Classification of trees whose maximal subtrees are all isomorphic

Trees are an important class of graphs that are used in various applications. One of these problems is the problem of restoring a system from its known subsystems. Known problems of reconstructibility with respect to the list of maximal subgraphs (Kelly — Ulam conjecture) and the list of pairwise non-isomorphic maximal subgraphs (Harary conjecture) for trees have a solution: each tree is determined, up to isomorphism, by the set of its maximal subgraphs (Kelly's theorem) and by the set of its pairwise non-isomorphic maximal subgraphs (Harari — Palmer theorem).
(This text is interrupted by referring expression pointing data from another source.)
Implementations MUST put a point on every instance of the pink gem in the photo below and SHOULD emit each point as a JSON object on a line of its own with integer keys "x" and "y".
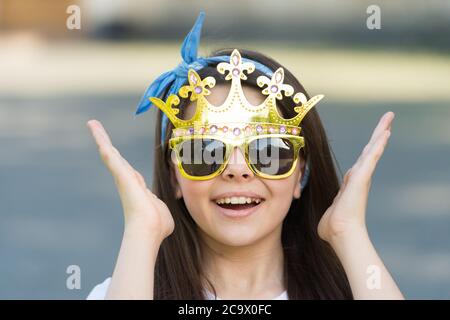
{"x": 193, "y": 78}
{"x": 278, "y": 76}
{"x": 259, "y": 128}
{"x": 235, "y": 59}
{"x": 198, "y": 90}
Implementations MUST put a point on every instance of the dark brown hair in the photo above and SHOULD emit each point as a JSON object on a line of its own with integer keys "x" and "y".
{"x": 311, "y": 268}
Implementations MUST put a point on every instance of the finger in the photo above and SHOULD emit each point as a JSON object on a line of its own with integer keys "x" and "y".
{"x": 367, "y": 167}
{"x": 140, "y": 179}
{"x": 121, "y": 170}
{"x": 384, "y": 124}
{"x": 100, "y": 131}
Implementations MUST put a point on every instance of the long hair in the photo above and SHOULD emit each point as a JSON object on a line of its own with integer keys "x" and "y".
{"x": 311, "y": 268}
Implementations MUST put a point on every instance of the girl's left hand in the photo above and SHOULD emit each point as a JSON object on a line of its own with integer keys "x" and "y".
{"x": 346, "y": 214}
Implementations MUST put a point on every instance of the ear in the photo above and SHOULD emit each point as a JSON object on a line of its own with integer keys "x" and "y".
{"x": 297, "y": 188}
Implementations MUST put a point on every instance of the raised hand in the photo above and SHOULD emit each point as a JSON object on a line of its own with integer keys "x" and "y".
{"x": 140, "y": 205}
{"x": 348, "y": 210}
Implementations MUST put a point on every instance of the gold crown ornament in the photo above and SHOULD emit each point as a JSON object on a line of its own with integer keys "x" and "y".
{"x": 236, "y": 117}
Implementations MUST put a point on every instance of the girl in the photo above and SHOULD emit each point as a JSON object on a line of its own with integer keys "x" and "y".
{"x": 232, "y": 230}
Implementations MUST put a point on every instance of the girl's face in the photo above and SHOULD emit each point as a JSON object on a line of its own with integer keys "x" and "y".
{"x": 242, "y": 224}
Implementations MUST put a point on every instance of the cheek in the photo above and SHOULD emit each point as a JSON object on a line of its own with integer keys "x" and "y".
{"x": 281, "y": 195}
{"x": 196, "y": 195}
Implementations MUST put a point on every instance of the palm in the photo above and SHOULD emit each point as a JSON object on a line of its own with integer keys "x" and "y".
{"x": 139, "y": 204}
{"x": 347, "y": 211}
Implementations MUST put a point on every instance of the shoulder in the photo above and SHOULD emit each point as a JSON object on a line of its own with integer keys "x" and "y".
{"x": 99, "y": 291}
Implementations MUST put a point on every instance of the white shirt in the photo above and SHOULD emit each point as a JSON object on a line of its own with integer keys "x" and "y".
{"x": 99, "y": 292}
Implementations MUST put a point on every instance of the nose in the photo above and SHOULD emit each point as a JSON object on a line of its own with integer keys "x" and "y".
{"x": 237, "y": 169}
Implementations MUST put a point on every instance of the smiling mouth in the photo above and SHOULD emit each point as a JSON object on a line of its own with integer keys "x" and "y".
{"x": 238, "y": 203}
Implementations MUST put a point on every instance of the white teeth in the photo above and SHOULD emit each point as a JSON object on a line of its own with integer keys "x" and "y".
{"x": 238, "y": 200}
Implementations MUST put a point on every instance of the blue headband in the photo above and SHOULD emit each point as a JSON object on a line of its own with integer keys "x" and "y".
{"x": 177, "y": 77}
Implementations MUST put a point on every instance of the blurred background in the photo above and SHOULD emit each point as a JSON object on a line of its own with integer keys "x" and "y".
{"x": 58, "y": 204}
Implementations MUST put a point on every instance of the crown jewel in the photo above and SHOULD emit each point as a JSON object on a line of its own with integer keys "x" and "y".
{"x": 236, "y": 116}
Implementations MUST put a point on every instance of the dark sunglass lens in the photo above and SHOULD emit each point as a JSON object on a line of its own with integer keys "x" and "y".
{"x": 202, "y": 157}
{"x": 272, "y": 155}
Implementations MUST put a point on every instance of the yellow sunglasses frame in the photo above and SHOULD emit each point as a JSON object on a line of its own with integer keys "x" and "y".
{"x": 231, "y": 143}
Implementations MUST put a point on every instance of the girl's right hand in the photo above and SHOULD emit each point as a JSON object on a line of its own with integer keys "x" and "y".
{"x": 140, "y": 206}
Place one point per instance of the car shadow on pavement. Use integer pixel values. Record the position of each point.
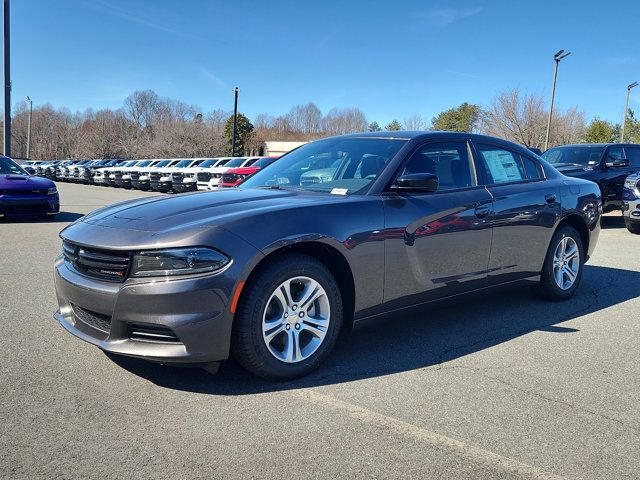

Harary and Palmer also proved a stronger result: every tree is determined, up to isomorphism, by its maximal subtrees, that is, the trees obtained by removing one leaf from the original tree. Finally, Manvel proved that all but four trees are determined, up to isomorphism, by their pairwise non-isomorphic maximal subtrees. The paper considers the problem of describing trees whose maximal subtrees are all isomorphic. A characteristic theorem is given for such trees: all maximal subtrees of a tree are isomorphic if and only if all its leaves are similar. A class of multilevel stars is introduced. It is proved that this class coincides with the class of trees whose all maximal subtrees are isomorphic.